Tommy hated feeling so useless. Once Aunt Nancy took Ellie and Hunter away into the spiritworld there was nothing for him to do but sit on the front bumper of the pickup and watch his other two aunts wandering about between the ice-covered trees, casting for spoor like a pair of blue tick hounds.
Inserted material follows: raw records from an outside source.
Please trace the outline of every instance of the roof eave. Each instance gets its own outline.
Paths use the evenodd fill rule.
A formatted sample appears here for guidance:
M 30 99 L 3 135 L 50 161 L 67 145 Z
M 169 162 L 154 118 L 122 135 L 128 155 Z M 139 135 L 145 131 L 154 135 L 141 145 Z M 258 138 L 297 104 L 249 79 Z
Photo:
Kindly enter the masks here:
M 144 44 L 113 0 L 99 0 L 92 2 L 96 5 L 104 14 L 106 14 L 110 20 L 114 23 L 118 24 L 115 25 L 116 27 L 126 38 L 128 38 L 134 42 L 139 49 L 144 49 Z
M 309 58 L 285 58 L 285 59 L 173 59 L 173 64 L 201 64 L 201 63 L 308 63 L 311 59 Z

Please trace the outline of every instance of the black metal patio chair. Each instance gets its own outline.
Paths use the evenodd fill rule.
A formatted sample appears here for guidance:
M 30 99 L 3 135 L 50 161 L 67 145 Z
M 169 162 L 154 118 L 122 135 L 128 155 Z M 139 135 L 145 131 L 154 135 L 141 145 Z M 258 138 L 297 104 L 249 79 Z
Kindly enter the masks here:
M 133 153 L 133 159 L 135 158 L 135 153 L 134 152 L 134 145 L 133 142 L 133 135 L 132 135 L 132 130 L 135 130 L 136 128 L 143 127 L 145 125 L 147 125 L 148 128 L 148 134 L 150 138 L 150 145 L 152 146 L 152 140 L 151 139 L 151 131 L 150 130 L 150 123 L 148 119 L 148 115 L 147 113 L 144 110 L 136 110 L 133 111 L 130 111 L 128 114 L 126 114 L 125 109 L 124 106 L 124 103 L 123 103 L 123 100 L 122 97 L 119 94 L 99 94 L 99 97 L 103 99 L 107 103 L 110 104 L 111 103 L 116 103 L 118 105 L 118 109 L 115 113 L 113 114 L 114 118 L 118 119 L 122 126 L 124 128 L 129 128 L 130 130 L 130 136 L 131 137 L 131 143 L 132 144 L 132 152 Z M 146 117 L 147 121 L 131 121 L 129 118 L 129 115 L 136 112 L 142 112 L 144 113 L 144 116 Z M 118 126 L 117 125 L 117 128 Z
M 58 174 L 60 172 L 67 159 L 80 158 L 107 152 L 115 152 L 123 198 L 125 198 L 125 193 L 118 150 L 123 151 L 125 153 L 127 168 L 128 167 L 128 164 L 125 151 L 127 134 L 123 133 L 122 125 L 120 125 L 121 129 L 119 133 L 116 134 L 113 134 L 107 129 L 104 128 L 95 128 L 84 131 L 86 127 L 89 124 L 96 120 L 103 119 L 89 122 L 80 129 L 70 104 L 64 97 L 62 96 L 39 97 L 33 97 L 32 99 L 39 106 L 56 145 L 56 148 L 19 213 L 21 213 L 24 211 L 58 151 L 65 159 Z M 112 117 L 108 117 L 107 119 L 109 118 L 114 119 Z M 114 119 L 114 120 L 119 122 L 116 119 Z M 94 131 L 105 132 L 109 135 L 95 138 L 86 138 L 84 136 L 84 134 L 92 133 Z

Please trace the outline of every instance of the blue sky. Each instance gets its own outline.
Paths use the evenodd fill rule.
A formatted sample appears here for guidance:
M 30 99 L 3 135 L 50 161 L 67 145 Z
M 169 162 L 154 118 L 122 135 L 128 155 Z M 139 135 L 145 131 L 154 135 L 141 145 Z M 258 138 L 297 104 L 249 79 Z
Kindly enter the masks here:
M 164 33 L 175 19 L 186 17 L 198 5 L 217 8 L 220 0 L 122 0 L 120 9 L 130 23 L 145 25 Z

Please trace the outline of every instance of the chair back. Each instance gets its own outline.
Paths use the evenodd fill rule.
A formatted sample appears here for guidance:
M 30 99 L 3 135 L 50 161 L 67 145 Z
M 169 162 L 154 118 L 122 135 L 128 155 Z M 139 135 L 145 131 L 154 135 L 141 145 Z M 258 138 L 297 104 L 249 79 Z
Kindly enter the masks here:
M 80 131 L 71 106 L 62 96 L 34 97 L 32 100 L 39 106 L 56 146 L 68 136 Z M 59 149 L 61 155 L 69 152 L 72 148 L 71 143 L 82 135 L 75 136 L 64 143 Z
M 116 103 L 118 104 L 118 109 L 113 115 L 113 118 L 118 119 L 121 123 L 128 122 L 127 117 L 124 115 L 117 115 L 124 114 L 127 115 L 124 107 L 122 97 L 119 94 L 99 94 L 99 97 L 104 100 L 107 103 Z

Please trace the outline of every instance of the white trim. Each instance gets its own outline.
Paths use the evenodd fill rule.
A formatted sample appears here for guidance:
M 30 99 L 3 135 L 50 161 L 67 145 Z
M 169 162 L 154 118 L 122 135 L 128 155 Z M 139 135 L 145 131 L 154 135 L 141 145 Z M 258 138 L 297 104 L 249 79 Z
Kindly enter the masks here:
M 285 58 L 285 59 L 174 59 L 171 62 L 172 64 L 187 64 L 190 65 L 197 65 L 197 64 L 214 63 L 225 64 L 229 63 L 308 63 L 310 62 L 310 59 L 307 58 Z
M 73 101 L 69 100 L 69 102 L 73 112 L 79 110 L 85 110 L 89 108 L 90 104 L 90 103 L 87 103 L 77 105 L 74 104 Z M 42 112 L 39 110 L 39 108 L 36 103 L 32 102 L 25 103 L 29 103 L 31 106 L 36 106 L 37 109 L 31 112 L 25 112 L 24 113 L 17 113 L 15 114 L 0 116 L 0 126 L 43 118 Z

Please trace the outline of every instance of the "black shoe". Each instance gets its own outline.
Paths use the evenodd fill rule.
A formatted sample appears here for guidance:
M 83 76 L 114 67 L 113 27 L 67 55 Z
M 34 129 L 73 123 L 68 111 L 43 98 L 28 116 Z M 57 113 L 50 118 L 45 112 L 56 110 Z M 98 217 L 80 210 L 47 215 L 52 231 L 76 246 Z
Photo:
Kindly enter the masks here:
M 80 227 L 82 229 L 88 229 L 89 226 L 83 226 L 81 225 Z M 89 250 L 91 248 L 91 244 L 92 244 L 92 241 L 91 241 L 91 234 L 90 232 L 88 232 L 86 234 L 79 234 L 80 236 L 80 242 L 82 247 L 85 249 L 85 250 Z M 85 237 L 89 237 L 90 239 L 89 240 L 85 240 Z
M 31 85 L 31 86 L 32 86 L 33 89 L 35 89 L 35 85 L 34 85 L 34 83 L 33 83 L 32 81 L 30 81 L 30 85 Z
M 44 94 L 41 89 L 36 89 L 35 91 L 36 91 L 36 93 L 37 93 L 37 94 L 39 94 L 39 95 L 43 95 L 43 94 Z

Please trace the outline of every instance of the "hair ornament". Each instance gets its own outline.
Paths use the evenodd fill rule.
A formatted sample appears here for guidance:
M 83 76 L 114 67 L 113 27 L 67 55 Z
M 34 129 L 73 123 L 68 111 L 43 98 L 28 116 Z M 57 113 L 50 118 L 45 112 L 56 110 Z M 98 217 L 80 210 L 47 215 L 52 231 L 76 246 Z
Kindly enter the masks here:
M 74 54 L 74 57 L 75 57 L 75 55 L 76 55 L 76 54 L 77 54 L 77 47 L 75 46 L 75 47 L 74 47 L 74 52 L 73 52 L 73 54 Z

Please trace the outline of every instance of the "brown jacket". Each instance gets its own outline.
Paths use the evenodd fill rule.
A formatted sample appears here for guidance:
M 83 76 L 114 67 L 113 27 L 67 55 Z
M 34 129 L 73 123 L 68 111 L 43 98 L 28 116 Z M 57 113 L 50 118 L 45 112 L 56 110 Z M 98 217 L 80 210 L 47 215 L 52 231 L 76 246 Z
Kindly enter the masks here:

Funny how your world changes, he thought.
A day ago, the most he had to worry about was whether or not he was doing as much as he could to help Angel’s clients. Were they reaching everyone? How could they raise more money? What other sources could they hit for food and coffee, clothing and blankets? Could he convince the garage on Perry Street to give the van yet one more free tune-up?
Now he was sitting—literally—on the edge of the manidò-aki, the spirit-world, hidden in some between place that separated the world of the manitou from the one he knew. He was untouched by the freezing rain that continued to drizzle onto the trees all around them, and everything was different. Manitou had stepped out of campfire stories into the real world. Some magical forest monster was running amok. Nice, normal Ellie turned out to be carrying some sort of deep well of medicine. And his aunts really did have the spooky powers everybody on the rez had always attributed to them.
That was the real kicker. Maybe if he hadn’t come to the city, looking to count coup in a whiskey bottle, he could have been learning some of this stuff from them. He could be out there with Ellie and Aunt Nancy right now, hunting down this spirit monster, doing something, instead of sitting here twiddling his thumbs. The stoic Indian bit had never been something he could pull off; he just didn’t have the patience. Not like his aunts, who could sit there for hours waiting for whomever had come to them to explain what it was they wanted.
But back then he’d been as interested in shamanism as he’d been in the traditionalism of the Warrior Society, which was not at all. He’d been, and still was, all for Indian rights, but he saw them as something one had to look for in the future, not in the past. In the end, he’d gone looking for them in a bottle. By the time he finally surfaced to some level of rationality once more, he didn’t see himself as an Indian so much as a survivor. Which was why he was sitting here, on the sidelines. If he’d had some knowledge, some experience with all this weird stuff, then Whiteduck probably wouldn’t have given his aunts the warning he had, or if Whiteduck still had, Tommy’s aunts would have ignored it because they’d have known that he could handle himself.